Solar technology has gone through multiple stages of revolutionary development in the last few years. Tariffs have dropped; competition has increased; revenue maximisation has become more crucial than ever. This, of course, is achieved by boosting the plant’s reliability and efficiency through BoS (Balance of System) optimisation. So, inverter selection can make or break the success of a solar plant.
An inverter is the brain of a solar PV plant. Its main job is converting variable DC (direct current) to steady AC (alternating current). In addition to power conversion, solar inverters bring smartness to solar PV plants with the help of built-in SCADA (Supervisory Control and Data Acquisition) functionality.
The inverter has undergone various technological advancements over the past few years such as 1500V compatibility, optimised DC/AC ratios, better thermal management, outdoor technology, high power ratings and more to boost overall efficiency. Some of the current and future trends of Solar Inverter are explained in the following sections below:
Engineering and Analytics
At present, the primary function of an inverter is power conversion. But manufacturers are steadily improving BoS, as the focus is now on helping end consumers save more. Here’s what the future holds in store:
- String Inverters or central inverters with boosters will replace the string monitoring box
- Dc-field testing can be avoided by using the I-V curve scanning feature in string inverters
- String inverter will replace booster and central inverters system for more reliable and maintenance-friendly operation
- Solar inverters can replace capacitor banks and SVG for dynamic reactive power compensation in conjunction with PPC
- Solar inverters can be used as active power filters, frequency and voltage regulation devices in conjunction with PPC
In order to increase reliability and generation, inverter data analytics will play a prominent role for fault prediction. The uptime and reliability of the plant can be increased by performing preventive maintenance using fault prediction. Future inverters will be able to estimate the RUL (Remaining Useful Life) of major components like DC link capacitors, IGBTS, fans etc to help maintain spares inventory accordingly.

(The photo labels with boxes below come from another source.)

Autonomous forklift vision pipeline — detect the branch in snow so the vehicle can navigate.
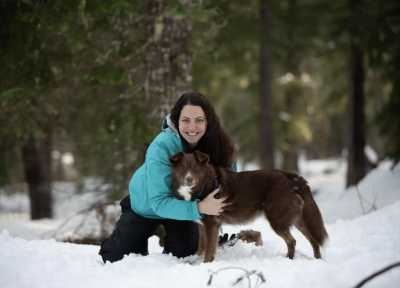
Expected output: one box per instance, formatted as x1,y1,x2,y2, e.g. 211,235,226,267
207,267,267,288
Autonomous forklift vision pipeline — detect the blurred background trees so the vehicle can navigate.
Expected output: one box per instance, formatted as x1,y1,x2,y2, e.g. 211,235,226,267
0,0,400,219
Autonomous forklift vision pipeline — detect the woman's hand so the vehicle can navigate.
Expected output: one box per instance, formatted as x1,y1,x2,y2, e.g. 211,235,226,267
197,188,232,216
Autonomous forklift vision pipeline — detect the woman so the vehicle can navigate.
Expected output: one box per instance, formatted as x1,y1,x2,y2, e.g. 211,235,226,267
99,92,236,262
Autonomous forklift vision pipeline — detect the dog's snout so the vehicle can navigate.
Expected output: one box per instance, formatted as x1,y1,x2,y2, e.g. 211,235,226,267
186,176,193,183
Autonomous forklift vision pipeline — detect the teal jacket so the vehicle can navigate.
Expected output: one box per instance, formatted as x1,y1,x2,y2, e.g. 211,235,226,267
129,115,237,220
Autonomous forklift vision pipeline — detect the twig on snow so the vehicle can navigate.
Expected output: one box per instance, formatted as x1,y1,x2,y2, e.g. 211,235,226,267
207,267,267,288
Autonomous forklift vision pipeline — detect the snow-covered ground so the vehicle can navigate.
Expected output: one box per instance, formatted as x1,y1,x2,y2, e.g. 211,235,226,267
0,160,400,288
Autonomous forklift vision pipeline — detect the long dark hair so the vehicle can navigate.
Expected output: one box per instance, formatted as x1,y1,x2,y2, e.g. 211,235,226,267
171,92,236,168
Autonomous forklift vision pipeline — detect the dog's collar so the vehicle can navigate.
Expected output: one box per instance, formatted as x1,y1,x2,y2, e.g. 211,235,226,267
195,175,221,199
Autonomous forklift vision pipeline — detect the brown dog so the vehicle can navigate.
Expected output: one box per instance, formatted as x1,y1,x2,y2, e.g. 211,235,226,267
169,151,328,263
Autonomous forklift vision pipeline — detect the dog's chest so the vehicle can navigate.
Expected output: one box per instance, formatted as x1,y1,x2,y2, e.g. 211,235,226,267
177,185,192,201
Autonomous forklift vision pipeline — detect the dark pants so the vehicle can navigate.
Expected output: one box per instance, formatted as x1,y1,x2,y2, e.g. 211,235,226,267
99,195,199,263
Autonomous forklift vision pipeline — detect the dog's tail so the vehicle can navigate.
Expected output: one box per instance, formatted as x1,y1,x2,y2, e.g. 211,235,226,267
282,171,328,246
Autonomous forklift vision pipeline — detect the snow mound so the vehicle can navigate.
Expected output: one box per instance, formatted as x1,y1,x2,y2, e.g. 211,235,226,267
0,201,400,288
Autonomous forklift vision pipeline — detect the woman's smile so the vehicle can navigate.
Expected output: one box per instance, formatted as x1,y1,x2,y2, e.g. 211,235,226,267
179,105,207,148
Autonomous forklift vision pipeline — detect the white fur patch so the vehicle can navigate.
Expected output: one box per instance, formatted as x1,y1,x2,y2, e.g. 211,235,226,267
178,185,192,201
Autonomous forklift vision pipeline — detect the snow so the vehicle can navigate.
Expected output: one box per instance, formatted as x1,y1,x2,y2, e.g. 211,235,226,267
0,160,400,288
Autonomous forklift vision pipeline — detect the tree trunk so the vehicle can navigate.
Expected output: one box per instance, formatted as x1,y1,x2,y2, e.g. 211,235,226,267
259,0,274,169
22,131,53,220
145,0,192,121
370,69,385,164
282,0,300,173
347,0,366,187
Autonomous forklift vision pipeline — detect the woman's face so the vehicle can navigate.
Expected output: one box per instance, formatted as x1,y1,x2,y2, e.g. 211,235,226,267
179,105,207,148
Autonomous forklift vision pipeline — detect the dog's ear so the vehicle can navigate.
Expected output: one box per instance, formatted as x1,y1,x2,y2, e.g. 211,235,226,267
193,150,209,164
169,152,184,166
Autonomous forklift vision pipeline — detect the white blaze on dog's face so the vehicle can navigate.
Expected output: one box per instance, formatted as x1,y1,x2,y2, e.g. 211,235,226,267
170,151,208,201
178,172,196,201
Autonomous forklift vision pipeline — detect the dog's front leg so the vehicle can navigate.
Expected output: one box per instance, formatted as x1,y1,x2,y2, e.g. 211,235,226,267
203,215,222,263
196,224,207,256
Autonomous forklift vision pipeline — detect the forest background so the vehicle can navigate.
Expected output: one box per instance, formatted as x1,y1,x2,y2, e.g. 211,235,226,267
0,0,400,219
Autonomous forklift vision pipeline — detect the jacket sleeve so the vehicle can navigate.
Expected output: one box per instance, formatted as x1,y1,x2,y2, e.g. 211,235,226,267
146,141,204,220
231,159,237,173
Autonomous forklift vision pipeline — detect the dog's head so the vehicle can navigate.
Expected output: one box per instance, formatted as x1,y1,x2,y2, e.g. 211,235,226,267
169,150,209,201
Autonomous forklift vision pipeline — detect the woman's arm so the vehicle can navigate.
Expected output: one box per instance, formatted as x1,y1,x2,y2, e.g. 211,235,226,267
146,141,204,220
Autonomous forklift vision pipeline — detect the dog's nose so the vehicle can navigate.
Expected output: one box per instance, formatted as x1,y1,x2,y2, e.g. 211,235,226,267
186,176,193,184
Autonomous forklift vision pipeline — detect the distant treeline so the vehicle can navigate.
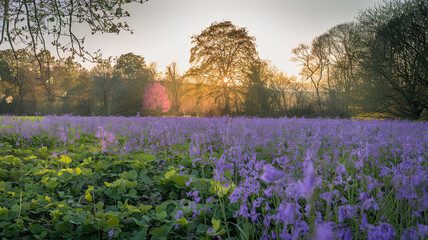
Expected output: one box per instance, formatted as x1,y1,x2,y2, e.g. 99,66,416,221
0,0,428,120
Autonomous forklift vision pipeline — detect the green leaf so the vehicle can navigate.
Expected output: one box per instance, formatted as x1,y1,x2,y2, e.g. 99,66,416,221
165,170,176,179
107,216,120,227
156,211,168,220
211,218,220,231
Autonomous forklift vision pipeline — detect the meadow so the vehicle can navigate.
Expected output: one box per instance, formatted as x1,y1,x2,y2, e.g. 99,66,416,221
0,116,428,239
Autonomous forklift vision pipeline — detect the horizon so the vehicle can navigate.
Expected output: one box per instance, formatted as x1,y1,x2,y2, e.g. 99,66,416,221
74,0,382,77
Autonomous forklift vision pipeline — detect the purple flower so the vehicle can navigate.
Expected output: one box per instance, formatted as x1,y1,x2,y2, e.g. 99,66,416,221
260,164,285,183
108,227,114,237
315,222,335,240
302,161,315,194
234,203,250,218
401,228,419,240
277,203,297,224
339,206,355,222
361,198,379,210
418,224,428,237
174,210,183,220
263,186,274,197
368,223,395,240
360,213,373,231
336,164,347,175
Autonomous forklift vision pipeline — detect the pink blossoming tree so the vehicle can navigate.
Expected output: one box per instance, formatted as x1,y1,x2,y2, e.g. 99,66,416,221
143,82,171,114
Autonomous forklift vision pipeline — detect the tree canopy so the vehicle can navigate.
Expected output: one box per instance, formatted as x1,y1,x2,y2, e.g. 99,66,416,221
188,21,258,114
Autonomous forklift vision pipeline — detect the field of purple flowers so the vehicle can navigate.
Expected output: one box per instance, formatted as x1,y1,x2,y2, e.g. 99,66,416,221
0,116,428,239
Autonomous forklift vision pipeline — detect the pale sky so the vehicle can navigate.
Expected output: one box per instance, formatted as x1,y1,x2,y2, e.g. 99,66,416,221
76,0,382,75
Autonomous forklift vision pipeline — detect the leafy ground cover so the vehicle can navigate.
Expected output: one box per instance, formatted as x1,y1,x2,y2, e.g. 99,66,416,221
0,116,428,239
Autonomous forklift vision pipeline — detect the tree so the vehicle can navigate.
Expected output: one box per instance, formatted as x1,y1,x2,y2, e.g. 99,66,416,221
291,35,329,111
328,22,363,113
187,21,258,114
143,82,171,114
91,58,114,116
244,61,275,117
165,62,183,114
360,0,428,120
0,0,145,98
113,53,151,116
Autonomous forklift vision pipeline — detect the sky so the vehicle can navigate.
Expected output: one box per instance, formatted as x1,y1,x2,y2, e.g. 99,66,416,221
76,0,382,75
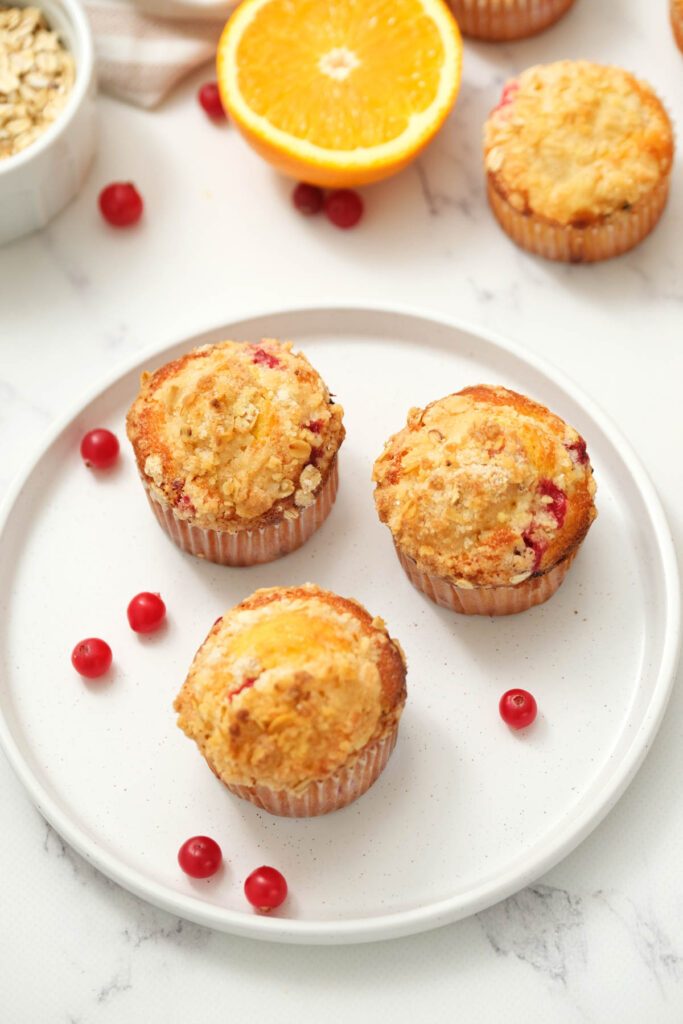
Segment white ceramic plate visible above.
[0,308,679,942]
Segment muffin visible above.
[373,384,597,615]
[670,0,683,51]
[127,338,344,565]
[449,0,574,41]
[174,584,405,817]
[484,60,674,263]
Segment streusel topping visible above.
[127,339,344,529]
[373,385,596,588]
[175,584,405,791]
[484,60,674,226]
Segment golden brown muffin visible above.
[484,60,674,262]
[127,338,344,565]
[449,0,574,42]
[373,384,597,614]
[670,0,683,52]
[174,584,405,817]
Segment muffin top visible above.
[484,60,674,227]
[174,584,405,792]
[127,338,344,530]
[373,384,597,588]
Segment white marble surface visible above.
[0,0,683,1024]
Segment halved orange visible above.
[218,0,462,187]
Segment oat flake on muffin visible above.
[175,584,405,816]
[373,385,596,614]
[484,60,674,261]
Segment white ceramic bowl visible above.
[0,0,96,245]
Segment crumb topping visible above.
[484,60,674,227]
[127,339,344,530]
[174,584,405,791]
[373,385,596,588]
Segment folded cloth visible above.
[84,0,236,108]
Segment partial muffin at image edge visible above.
[449,0,574,42]
[373,384,597,615]
[174,584,405,817]
[484,60,674,263]
[126,338,344,565]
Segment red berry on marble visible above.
[127,591,166,633]
[292,181,325,217]
[81,427,119,469]
[178,836,223,879]
[498,690,539,729]
[197,82,226,121]
[71,637,112,679]
[98,181,142,227]
[245,864,287,913]
[325,188,364,228]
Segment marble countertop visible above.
[0,0,683,1024]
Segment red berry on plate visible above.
[499,690,538,729]
[178,836,223,879]
[127,591,166,633]
[245,864,287,913]
[71,637,112,679]
[292,181,325,217]
[81,427,119,469]
[325,188,362,228]
[98,181,142,227]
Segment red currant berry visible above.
[245,865,287,913]
[178,836,223,879]
[127,591,166,633]
[71,637,112,679]
[498,690,538,729]
[197,82,225,121]
[325,188,362,228]
[99,181,142,227]
[292,181,325,217]
[81,427,119,469]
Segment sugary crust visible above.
[671,0,683,52]
[484,60,674,227]
[373,384,597,589]
[127,339,344,531]
[174,584,405,793]
[449,0,574,42]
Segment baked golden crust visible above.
[174,584,405,793]
[373,384,597,589]
[484,60,674,227]
[127,339,344,531]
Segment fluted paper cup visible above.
[486,175,670,263]
[142,457,339,565]
[394,545,579,615]
[214,723,398,818]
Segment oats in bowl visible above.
[0,4,76,160]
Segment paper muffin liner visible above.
[671,0,683,52]
[394,544,579,615]
[216,722,398,818]
[486,174,670,263]
[449,0,574,42]
[142,456,339,565]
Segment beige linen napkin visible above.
[84,0,236,108]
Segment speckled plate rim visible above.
[0,301,681,945]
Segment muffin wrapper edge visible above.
[142,456,339,565]
[394,545,579,615]
[449,0,574,42]
[219,722,398,818]
[486,174,671,263]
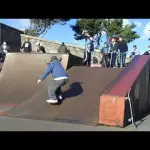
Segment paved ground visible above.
[0,116,150,131]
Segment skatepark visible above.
[0,53,150,131]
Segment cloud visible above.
[0,19,30,30]
[123,19,131,27]
[18,19,30,29]
[134,22,142,28]
[123,19,142,29]
[142,22,150,39]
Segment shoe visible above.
[46,99,58,104]
[58,95,63,100]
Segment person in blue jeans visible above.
[37,56,69,104]
[118,36,128,68]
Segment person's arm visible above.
[38,64,52,84]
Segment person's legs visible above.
[112,53,117,67]
[105,54,109,67]
[47,79,68,103]
[90,53,94,65]
[88,52,91,66]
[84,50,88,65]
[122,52,126,67]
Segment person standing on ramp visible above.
[82,30,94,67]
[37,56,69,104]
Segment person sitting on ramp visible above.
[38,56,69,104]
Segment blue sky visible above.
[0,19,150,53]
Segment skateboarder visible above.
[82,30,94,67]
[38,56,69,104]
[20,38,32,52]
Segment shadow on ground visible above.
[63,82,83,99]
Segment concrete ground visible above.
[0,116,150,131]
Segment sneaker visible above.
[46,99,58,104]
[58,95,62,100]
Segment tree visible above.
[25,19,70,37]
[71,19,140,43]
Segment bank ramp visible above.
[0,54,149,126]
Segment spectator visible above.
[21,38,32,52]
[35,42,46,53]
[0,42,10,62]
[118,36,128,68]
[110,37,118,68]
[58,42,68,54]
[143,45,150,55]
[130,45,140,59]
[101,42,110,67]
[82,30,94,66]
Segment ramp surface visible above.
[0,54,122,125]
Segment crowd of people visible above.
[82,30,143,68]
[0,35,150,65]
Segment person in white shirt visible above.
[0,42,10,62]
[82,30,94,67]
[21,38,32,52]
[130,45,141,59]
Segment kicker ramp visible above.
[0,53,68,104]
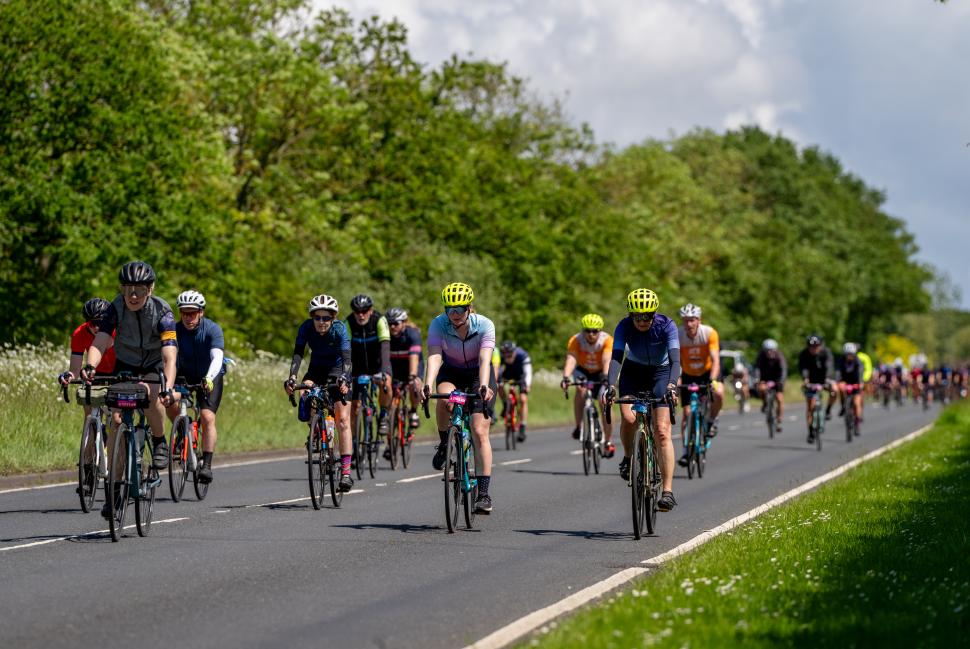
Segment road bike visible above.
[563,380,606,475]
[424,389,488,533]
[168,379,209,502]
[290,379,347,510]
[606,392,677,540]
[61,377,110,514]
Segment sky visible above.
[328,0,970,309]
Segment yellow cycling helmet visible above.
[441,282,475,307]
[626,288,660,313]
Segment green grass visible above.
[0,345,572,475]
[523,403,970,649]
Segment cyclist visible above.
[835,343,865,435]
[605,288,680,512]
[677,302,724,466]
[798,334,835,444]
[168,290,226,484]
[283,295,354,491]
[498,340,532,442]
[562,313,616,458]
[57,297,115,492]
[81,261,178,518]
[422,282,496,514]
[347,294,393,436]
[384,307,424,448]
[754,338,788,433]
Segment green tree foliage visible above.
[0,0,930,361]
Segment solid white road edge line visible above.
[466,424,933,649]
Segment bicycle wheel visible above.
[306,415,327,509]
[630,428,649,540]
[77,415,100,514]
[135,429,157,536]
[168,415,191,503]
[104,424,128,541]
[442,426,461,533]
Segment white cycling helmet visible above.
[175,291,205,309]
[307,295,340,315]
[680,302,701,318]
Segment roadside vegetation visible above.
[522,402,970,649]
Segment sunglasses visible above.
[121,284,149,298]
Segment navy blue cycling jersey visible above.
[293,319,350,370]
[175,317,226,382]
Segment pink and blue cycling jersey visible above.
[428,313,495,369]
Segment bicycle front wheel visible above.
[77,415,103,514]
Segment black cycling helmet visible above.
[384,306,408,324]
[350,293,374,313]
[118,261,155,286]
[83,297,111,322]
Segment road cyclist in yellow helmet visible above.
[422,282,497,514]
[606,288,680,512]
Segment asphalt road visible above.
[0,404,937,649]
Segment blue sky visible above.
[330,0,970,308]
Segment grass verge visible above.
[522,403,970,649]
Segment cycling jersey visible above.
[293,319,352,374]
[347,311,391,376]
[97,294,178,368]
[71,322,115,374]
[428,313,495,368]
[566,331,613,374]
[677,324,721,376]
[175,316,226,383]
[391,325,424,381]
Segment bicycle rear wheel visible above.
[168,415,191,503]
[630,428,649,540]
[442,426,461,533]
[104,424,129,541]
[135,429,156,536]
[77,415,100,514]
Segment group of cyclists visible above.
[58,261,967,517]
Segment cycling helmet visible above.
[308,295,340,315]
[175,290,205,309]
[581,313,603,329]
[626,288,660,313]
[350,293,374,313]
[680,302,701,318]
[118,261,155,286]
[441,282,475,307]
[384,306,408,324]
[83,297,111,322]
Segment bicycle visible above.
[168,379,209,502]
[805,383,825,451]
[687,383,711,480]
[290,380,347,510]
[424,388,488,534]
[606,392,677,541]
[563,380,606,475]
[61,377,109,514]
[95,372,165,542]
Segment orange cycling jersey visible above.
[677,325,721,376]
[566,331,613,373]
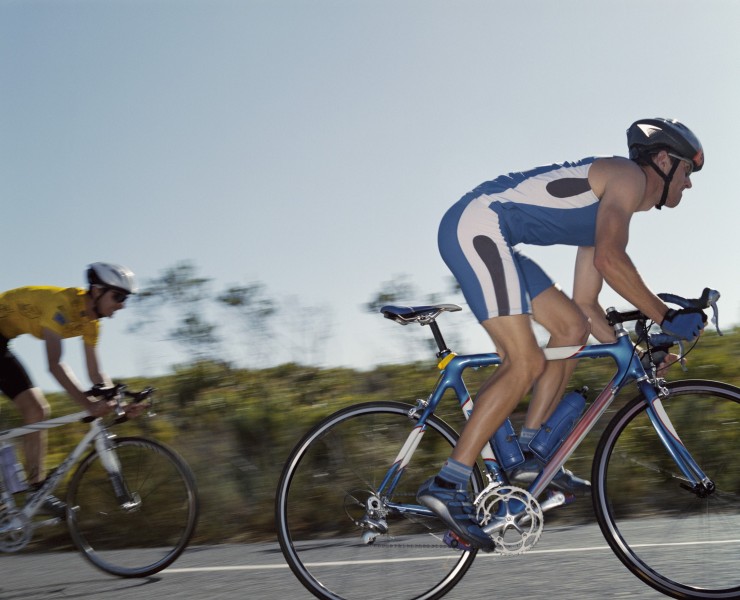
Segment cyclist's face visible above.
[98,289,128,317]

With recent improvements in semiconductor power devices, Si-based power switches can be replaced with GaN (Gallium Nitride) based switches. The advantages of GaN switches are listed below:
- Lower on-resistance giving lower conductance losses
- Faster devices yielding lower switching losses
- Less capacitance resulting in fewer losses when charging and discharging devices
- Less power needed to drive the circuit
- Smaller devices taking up less space on the printed circuit board
- Lower cost
With the advent of these GaN-based switches, inverters will be reliable, efficient, cheaper and smaller compared to present-day inverters.
In the early 2010s, solar inverters were developed based on two-level topology. But two-level topologies have disadvantages such as low power density, higher switching losses, high filter requirement, poor power quality etc., Later multi-level inverters based on NPC and TC-HB topologies were developed to address the issues found in two-level topologies.
In recent times, most central and string inverters have been based on three-level topologies. A few string inverter manufacturers have developed inverters based on 5+ level topologies. Multilevel topologies are more efficient due to the reduction in switching losses, more reliable due to reduced voltage stress on the IGBTs and have a high power density due to reduction in magnetics requirement.
Central inverters have evolved rapidly in the past ten years. In earlier stages, indoor central inverters up to 1 MW were developed which were either placed in RCC or Container for achieving IP54 rating. So later for better BOS savings indoor inverters ratings were increased upto 3.125 MW – but they were still placed in containers. Outdoor inverters have been developed to minimise the auxiliary power requirements and for efficient cooling techniques. In the near future, 5 MW IP65 rated outdoor central inverters suitable for sandy and dusty environments will be more widespread. In addition to that, central inverters with MPPT boosters will be developed to address mismatch losses due to soiling and ageing of PV panels. These losses alone account to 3%. Modular Inverters will be developed to increase the reliability and generation of the PV system.
String inverters up to 250KW with multiple MPPTs are developed for better BOS savings, low mismatched losses, reduced DC losses and early start-up of the plant. String inverter with I-V curve scanning feature will help the solar plant to predict and detect defective PV panels without additional testing requirement. Reactive power support at night function will be a standard offering in all central and string inverter offerings to meet the local grid requirements.
In BESS, inverters (or PCS) in conjunction with energy management system (EMS) will be used to support grid ancillary services like frequency control, peak shaving, energy shifting, voltage control etc., Battery PCS are similar in construction to solar inverters but can both export and import power from the grid to support grid and charge batteries as well due to which these are called bi-directional converters. They can operate in both on-grid and off-grid conditions.
Hybrid inverters are developed with the ability to extract power from multiple sources to supply multiple loads. These sources can be solar, battery pack, DG set and the grid. The loads can be a grid, micro-grid, EV chargers etc. Hybrid inverters come with a proprietary load management software that caters to different needs as per consumer requirement.
All in all, we’re looking at a near future where rapid technological developments will make solar PV inverters more reliable, productive and efficient, benefiting manufacturers, service providers and consumers alike.